La reconstruction de l'église fut décidée en mai 1819, avec la participation généreuse et bénévole des habitants de Saint-Pellerin. C'est un beau travail d'artisans locaux dont on trouve les noms sur les 5ème 6ème et 7ème entraits. Passé le portail monumental doté d'un sas, on remarque immédiatement le plafond en bois blanc de 1819 en forme de coque de bateau renversée. Sur le 5ème entrait, à la vertical, domine un Christ en bois, sur la poutre horizontale est marqué « F.P. les Dorillau 1819 ». Sur l'avant-dernier entrait sont suspendus 2 lustres aujourd'hui électrifiés, mais dont on allumait autrefois les bougies en les descendant au moyen d'une corde et de poulies. On voit encore ces dernières fixées sur l'entrait et la boite en bois où l'on rangeait la corde, est scellée dans le mur après la porte cloutée. Dans l'axe médian, sur toute la longueur, ont été sculpté en bois et appliqué sur la charpente, la lune, les étoiles et des cœurs. L'inauguration eut lieu le 20 septembre 1821.
La cloche mise en place dans la flèche élevée sur la charpente de la toiture en 1823, a été remplacée par la cloche actuelle en 1846. La bénédiction a été faite par l'abbé Pie alors vicaire général et plus tard évêque de Potiers. Cette cloche porte le nom de « Anne-Euphémie » du nom de ses parrain et marraine, les donateurs, Monsieur Anne-Louis-Raoul-Victor, duc de Montmorency et Madame Théodore-Valentine-Euphémie, duchesse de Montmorency.
La chapelle, sur la gauche avant la sacristie, a été restaurée par le duc de Montmorency au début du XIXème siècle. L'abbé Porchée, curé de Saint-Pellerin, l'a rénovée et bénite en 1860. Il l'avait dédiée au Saint et Immaculée Cœur de Marie, au nom duquel il fonda une Archiconfrérie qui, à l'époque, comptait plus d'une centaine de membres.
A la pointe du clocher se trouve le coq remis en place en 1994, après la restauration de la couverture.
Sur le mur latéral gauche, on remarque immédiatement le magnifique chemin de croix en émaux bleus datant du début du XIXème siècle, donné par la Communauté des sœurs de la Providence d'Arrou et fait rénover par Mme Aulard, habitante de la commune en 2005.
Les deux croix consacrées de l'église, sur fond rouge, sont rapportées sur chacun des fûts des piliers de l'arc plein cintre.
Au dessus des chapiteaux figurent les armoiries de Raoul Victor, 5ème duc de Montmorency, parrain de la cloche en 1846.

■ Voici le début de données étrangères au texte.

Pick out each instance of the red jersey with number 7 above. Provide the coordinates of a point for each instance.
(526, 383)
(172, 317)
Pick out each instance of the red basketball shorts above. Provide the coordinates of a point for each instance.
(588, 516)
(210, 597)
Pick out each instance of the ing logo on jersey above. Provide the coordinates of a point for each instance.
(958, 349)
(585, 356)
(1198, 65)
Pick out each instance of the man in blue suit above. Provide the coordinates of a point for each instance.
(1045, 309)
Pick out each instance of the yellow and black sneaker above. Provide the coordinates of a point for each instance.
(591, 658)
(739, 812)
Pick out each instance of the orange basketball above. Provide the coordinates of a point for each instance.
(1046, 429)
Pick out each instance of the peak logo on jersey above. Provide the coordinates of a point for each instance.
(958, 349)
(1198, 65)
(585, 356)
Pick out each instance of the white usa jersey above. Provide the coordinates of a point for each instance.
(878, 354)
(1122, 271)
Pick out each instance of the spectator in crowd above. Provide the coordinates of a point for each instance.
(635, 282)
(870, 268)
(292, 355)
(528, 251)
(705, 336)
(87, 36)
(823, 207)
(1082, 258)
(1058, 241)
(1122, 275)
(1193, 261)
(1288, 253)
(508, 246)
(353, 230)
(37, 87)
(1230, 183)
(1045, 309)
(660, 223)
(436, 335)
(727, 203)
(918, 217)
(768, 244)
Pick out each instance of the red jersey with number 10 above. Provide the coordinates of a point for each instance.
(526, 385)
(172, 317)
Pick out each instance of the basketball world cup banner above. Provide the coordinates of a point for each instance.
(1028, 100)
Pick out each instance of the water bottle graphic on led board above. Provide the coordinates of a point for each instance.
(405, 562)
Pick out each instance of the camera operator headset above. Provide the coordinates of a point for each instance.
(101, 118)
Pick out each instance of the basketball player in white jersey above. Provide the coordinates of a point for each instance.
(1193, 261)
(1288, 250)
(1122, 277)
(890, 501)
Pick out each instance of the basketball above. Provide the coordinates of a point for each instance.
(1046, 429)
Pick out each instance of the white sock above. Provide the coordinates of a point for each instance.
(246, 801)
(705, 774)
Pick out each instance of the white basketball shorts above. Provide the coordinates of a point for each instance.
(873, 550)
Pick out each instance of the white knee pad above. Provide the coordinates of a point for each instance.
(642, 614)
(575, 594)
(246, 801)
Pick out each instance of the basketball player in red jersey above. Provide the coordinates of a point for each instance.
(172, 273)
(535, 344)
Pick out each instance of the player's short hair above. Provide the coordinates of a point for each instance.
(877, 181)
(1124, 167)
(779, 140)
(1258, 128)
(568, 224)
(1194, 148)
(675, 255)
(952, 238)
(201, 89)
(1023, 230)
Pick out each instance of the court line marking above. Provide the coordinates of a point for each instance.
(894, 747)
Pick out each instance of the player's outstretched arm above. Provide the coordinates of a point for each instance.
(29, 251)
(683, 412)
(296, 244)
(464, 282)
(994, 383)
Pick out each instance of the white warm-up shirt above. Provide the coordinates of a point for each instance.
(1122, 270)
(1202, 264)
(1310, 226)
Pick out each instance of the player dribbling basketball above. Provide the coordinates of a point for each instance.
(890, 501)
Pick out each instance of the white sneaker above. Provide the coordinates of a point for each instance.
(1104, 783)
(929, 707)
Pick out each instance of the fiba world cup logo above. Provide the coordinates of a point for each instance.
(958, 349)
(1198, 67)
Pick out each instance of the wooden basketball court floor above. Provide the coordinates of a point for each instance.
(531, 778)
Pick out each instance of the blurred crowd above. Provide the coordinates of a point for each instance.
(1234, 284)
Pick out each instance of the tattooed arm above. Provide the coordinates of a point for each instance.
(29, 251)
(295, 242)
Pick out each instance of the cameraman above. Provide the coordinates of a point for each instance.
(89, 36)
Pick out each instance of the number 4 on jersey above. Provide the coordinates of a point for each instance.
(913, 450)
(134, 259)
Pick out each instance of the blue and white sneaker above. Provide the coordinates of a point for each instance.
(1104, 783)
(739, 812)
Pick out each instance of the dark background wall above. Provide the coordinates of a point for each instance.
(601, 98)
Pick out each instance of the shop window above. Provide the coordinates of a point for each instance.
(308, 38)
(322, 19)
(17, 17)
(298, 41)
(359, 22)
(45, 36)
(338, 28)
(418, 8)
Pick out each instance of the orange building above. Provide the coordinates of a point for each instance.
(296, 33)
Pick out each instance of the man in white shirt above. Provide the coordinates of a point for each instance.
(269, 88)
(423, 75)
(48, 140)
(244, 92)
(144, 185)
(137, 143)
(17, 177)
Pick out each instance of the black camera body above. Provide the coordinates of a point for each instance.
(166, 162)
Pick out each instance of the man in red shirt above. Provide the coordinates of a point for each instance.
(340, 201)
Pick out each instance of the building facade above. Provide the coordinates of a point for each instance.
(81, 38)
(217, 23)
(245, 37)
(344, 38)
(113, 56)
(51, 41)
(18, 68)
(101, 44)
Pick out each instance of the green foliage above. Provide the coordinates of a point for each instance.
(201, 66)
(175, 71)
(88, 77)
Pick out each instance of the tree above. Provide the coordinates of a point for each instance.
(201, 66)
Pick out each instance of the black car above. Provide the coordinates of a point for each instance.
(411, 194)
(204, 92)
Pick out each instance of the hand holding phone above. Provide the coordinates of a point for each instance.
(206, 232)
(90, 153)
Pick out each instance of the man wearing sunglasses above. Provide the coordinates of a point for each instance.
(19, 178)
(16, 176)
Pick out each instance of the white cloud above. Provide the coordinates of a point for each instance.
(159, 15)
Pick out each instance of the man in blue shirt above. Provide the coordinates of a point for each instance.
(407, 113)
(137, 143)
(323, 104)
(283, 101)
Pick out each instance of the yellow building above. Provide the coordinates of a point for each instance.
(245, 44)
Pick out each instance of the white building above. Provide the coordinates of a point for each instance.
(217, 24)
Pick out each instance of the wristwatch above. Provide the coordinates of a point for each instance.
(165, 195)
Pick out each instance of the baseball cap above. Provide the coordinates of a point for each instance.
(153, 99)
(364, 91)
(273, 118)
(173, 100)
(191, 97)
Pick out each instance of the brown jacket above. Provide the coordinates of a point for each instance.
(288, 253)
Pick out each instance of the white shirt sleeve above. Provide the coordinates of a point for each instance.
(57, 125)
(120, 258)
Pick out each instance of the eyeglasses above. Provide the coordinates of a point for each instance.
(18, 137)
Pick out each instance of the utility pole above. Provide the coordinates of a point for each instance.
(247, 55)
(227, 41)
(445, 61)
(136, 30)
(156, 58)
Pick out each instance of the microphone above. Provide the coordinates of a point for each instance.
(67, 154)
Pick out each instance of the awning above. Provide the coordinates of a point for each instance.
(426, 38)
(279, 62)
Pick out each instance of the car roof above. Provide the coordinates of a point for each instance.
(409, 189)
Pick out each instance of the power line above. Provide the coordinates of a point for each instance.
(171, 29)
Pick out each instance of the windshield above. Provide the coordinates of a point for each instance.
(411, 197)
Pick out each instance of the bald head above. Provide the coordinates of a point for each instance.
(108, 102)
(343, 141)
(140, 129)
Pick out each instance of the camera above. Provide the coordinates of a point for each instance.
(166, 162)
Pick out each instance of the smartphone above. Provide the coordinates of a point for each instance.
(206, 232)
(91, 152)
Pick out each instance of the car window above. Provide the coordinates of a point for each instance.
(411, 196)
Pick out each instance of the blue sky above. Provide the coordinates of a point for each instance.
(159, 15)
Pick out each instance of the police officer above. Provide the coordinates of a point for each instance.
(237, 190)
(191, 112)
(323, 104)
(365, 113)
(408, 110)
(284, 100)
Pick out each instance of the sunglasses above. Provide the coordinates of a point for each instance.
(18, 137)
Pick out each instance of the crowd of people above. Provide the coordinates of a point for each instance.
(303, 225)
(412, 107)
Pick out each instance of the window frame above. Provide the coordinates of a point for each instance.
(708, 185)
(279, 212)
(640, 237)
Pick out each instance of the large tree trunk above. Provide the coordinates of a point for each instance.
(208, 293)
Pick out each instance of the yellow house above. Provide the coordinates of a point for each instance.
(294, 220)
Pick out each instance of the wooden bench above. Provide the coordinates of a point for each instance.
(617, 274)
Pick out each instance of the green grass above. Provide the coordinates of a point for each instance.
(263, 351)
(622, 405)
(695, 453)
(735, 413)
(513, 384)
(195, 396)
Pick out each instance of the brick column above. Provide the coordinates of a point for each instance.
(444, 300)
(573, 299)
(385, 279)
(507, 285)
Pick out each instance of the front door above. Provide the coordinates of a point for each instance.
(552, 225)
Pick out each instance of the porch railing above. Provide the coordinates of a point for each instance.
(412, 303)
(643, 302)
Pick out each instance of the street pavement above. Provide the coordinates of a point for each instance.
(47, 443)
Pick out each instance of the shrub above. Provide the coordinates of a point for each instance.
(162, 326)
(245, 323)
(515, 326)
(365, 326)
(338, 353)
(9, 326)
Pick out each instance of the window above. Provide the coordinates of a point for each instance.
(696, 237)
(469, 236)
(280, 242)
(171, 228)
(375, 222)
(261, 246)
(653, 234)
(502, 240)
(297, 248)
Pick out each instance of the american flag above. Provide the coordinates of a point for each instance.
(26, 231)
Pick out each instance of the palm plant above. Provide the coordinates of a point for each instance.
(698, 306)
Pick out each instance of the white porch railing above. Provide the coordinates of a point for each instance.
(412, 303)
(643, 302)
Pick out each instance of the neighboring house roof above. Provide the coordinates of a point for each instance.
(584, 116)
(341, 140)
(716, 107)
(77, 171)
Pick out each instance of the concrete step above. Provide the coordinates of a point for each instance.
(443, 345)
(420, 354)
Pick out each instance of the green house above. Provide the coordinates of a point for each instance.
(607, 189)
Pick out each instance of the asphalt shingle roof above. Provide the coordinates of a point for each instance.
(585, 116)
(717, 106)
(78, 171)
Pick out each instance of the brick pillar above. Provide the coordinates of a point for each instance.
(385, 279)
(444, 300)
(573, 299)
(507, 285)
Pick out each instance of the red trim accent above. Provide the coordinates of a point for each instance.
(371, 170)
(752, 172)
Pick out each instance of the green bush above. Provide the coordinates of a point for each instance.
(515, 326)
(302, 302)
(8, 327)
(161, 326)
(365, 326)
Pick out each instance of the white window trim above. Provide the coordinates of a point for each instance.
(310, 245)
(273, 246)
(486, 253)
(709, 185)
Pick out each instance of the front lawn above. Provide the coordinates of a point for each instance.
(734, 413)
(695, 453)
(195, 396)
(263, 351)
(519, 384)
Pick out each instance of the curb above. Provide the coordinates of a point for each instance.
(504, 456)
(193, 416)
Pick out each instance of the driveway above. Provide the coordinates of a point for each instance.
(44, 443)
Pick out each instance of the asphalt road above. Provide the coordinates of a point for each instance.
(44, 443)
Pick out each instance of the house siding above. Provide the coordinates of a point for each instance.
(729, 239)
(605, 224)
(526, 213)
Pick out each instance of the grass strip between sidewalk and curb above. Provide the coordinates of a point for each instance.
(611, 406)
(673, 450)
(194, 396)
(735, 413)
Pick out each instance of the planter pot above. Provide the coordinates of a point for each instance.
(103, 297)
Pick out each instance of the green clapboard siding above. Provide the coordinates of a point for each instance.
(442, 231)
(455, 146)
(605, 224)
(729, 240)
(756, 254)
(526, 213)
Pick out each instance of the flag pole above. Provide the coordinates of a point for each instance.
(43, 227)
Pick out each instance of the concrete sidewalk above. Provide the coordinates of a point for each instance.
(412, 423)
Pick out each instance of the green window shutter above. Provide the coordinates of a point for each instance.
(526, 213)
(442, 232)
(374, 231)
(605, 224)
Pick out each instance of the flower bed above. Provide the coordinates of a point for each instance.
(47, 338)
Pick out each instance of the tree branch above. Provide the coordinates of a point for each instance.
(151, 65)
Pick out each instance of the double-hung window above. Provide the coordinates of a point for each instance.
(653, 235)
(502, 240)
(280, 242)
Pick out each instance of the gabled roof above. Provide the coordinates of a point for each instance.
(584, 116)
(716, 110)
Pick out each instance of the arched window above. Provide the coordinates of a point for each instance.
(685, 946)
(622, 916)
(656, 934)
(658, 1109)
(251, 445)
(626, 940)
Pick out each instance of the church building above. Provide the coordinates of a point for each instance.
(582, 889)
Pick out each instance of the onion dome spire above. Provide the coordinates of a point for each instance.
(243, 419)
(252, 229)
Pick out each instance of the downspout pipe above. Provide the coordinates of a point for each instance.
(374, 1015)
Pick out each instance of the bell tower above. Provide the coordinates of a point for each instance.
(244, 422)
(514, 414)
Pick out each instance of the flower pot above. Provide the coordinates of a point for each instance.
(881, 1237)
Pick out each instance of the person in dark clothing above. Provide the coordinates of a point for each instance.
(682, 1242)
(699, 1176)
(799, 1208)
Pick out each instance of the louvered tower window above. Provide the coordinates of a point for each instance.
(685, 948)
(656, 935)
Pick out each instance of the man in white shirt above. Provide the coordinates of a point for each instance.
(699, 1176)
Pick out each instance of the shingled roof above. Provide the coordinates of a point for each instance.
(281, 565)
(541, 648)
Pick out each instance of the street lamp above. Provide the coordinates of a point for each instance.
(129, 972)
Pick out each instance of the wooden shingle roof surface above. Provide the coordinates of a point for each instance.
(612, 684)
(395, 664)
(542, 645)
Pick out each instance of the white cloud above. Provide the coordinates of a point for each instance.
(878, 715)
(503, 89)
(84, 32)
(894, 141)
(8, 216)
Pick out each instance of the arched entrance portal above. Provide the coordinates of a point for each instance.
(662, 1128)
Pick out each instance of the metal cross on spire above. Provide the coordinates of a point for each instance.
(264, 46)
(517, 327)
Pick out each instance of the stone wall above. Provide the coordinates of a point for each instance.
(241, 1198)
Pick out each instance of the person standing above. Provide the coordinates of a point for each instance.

Une importante rénovation eut lieu également au cours des années 2002-2003 sous le conseil municipal formé par Mme Podskocova, maire de Saint Pellerin. Cette rénovation a eu pour but d'enrayer la remontée d'humidité du pied des murs, de supprimer les infiltrations venant du toit, de rejointoyer les pierres des murs extérieurs au moyen d'un enduit à l'ancienne, la mise en
cadran solaire st pellerinvaleur du clocher et de ses abat-sons, de restaurer les chimères et le cadran solaire. L'inauguration de la restauration de l'église et du cadran solaire eut lieu le 11 octobre 2003.

 

Sur la façade Est se trouve le cadran solaire, restauré en 2003 en maintenant son style d'origine, réalisé par un graveur prénommé « Crepeau » en date de 1864, indications prises sur celui-ci. Sur le haut il est écrit « Pèlerin tu marches vers ta dernière », qui s'adresse aux Pèlerins en route pour Compostelle.